I was very happy when the French Fridays with Dorie crew picked Dorie's Bubble-Top Brioches (pg 496 of Around My French Table) for this week, because I welcome any opportunity to bake bread. I love the smell of bread dough as it proofs, I love the physicality of kneading, I love the feeling of accomplishment as I pull it from the oven, and, of course, I love that first hot slice.
I haven't made a bread like brioche before. It's a sticky dough, with butter and eggs worked into it. To date, I've only baked crusty peasant loaves, so this was a little different. As I stared at the butter-streaked mess being mechanically kneaded by my KitchenAid mixer, I wasn't sure it was going to come together cohesively. I closed my eyes and decided to just go with it. As promised, ten minutes later, I had a nice, smooth ball of dough. Always trust in The Dorie.
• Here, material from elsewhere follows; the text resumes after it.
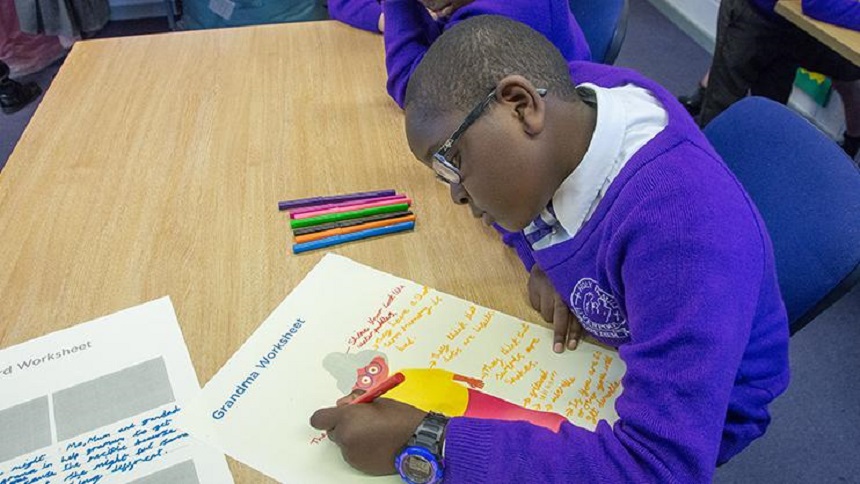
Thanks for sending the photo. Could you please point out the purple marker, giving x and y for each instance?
(306, 202)
(315, 208)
The recipe wasn't hard, but it was inconvenient. It proofed for an hour and then needed to be refrigerated and de-poofed every half hour until the yeast slowed down. This took me about two and a half hours. It wasn't labor intensive, but the process did use up a giant chunk of the day. It's best left for a day when you have no plans to leave the house.
The dough sits in the fridge overnight. Three little balls of dough each go into 12 muffin tins, and then proof again. They get an egg wash, are baked, and come out of the oven beautifully browned and smelling buttery and rich. I immediately inhaled one. And then a second. And then a third.
I will say, the finished texture didn't have "lovely spring and stretch," as Dorie said it would. A minor complaint about a tasty roll, but it tips me off that I probably didn't produce a perfect version.
I'm hoping that another Dorista made the loaf version of this recipe, because when I read it, I could not figure out how the logs of dough were meant to be placed in the loaf pan.
Conclusion: Liked it. Bread makes me happy. As with most bread-products, it's Charlie Approved.